‘Not Without Hope’ Review: Zachary Levi Flounders in a Somewhat Absorbing True-Story Disaster Film

Joe Carnahan directs the story of four friends, including two NFL players, whose boat capsized in a hurricane in 2009

Zachary Levi, Quentin Plair, Terrence Terrell and Marshall Cook in 'Not Without Hope' (Inaugural Entertainment)

Adapting a real-life tragedy into a movie isn’t easy. Just ask any screenwriter, who has to establish all the characters in the first act, then plunge them into disaster in the second, while finding a way to foreshadow the danger without using repetitive dialogue like, “Hey guys, you going to get back home before that storm hits?” or “I dunno, guys, I hear the weather could be pretty bad.”

Not Without Hope” tells a real-life tale of survival which took the lives of three people, two of them NFL football players, while they were clinging to a capsized boat off the coast of Florida, in the middle of a storm. It’s a terrible story with unthinkable consequences. There are moments when director and co-writer Joe Carnahan explores these people and their plight with rich characterization and novel filmmaking techniques. But it’s also a heavy-handed disaster movie, undone by clunky exposition and a lead performance from Zachary Levi, in which he never feels completely present.

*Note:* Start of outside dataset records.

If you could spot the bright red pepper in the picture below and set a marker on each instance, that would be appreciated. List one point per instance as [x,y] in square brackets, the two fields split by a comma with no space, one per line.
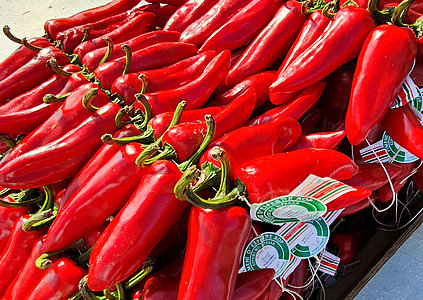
[137,229]
[242,27]
[16,252]
[369,102]
[340,43]
[247,143]
[60,281]
[272,43]
[67,117]
[61,158]
[133,28]
[119,176]
[312,29]
[54,26]
[216,236]
[31,74]
[296,108]
[189,12]
[199,30]
[196,92]
[161,79]
[92,59]
[153,57]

Levi plays Nick Schuyler, who joins three friends on a fishing trip to — as we are told time and time again — a secret fishing location, known only to real-life NFL linebacker Marquis Cooper (Quentin Plair, “Chad Powers”). They’re joined by their friends Will Bleakley (Marshall Cook) and NFL defensive end Corey Smith (Terrence Terrell), and they’re quickly caught up in a hurricane. Also their anchor is stuck, and as they try to force it loose — because Cooper doesn’t want to lose another anchor — they get hit by a giant wave and the boat turns upside down.

They have no access to their radio, they’re far outside of cell phone range, in a location no one else knows, after telling their families they’ll be home late, so nobody even thinks they’re missing until they’re completely screwed. It’s exceptionally difficult for Carnahan and co-writer E. Nicholas Mariani, adapting a biography by Nick Schuyler and Jeré Longman, to set all that up without making “Not Without Hope” appear contrived. So difficult that they don’t entirely pull it off.

But once the disaster sets in, Carnahan is in his wheelhouse. He keeps his camera low, plunging it into the water like his audience is drowning too. He drops out the audio during big speeches, which the rest of these imperiled men can’t possibly hear, making the final words even sadder. “Not Without Hope” is, ironically, best when it’s completely hopeless. The sense of futility Carnahan maintains is impressive.

And yet we keep cutting away, as U.S. Coast Guard Captain Timothy Close conducts search and rescue operations. Close is played by Josh Duhamel, who learned how to exude authority the hard way, by barking orders at giant toy robots in Michael Bay’s “Transformers” movies. His performance is more convincing here, and he successfully pulls off a mighty feat, making it look like he has a hard job sitting behind a desk while the rest of the cast is pummeled in a water tank somewhere. But then he has a speech where he explains how hypothermia works to other people in the Coast Guard’s search and rescue division, who presumably already know that. It’s useful information for the audience, yes, but “Not Without Hope” couldn’t figure out how to convey it out loud without looking silly in the process.

That’s “Not Without Hope” in a nutshell: a terrifying story, sometimes undone by hackneyed Hollywood fakery. The worst offender is Zachary Levi, whose wide-eyed performance never successfully sells the severity of this situation. The actor can be engaging when he’s supposed to look out of place, staring at the world around him with almost childlike wonder, but he can’t seem to turn that dial all the way off in “Not Without Hope.” At his best he gets away with it, but occasionally he looks like he won the role in a contest and can’t believe his luck, which isn’t the right vibe for a scene where all your best friends are dying in front of you.

Argh, the bag! It be mixed! “Not Without Hope” never completely comes together but when it works, it’s absorbing disaster filmmaking. It’s a shame it doesn’t always work. It’s an even bigger shame that it only half works.

“Not Without Hope” is now playing in theaters.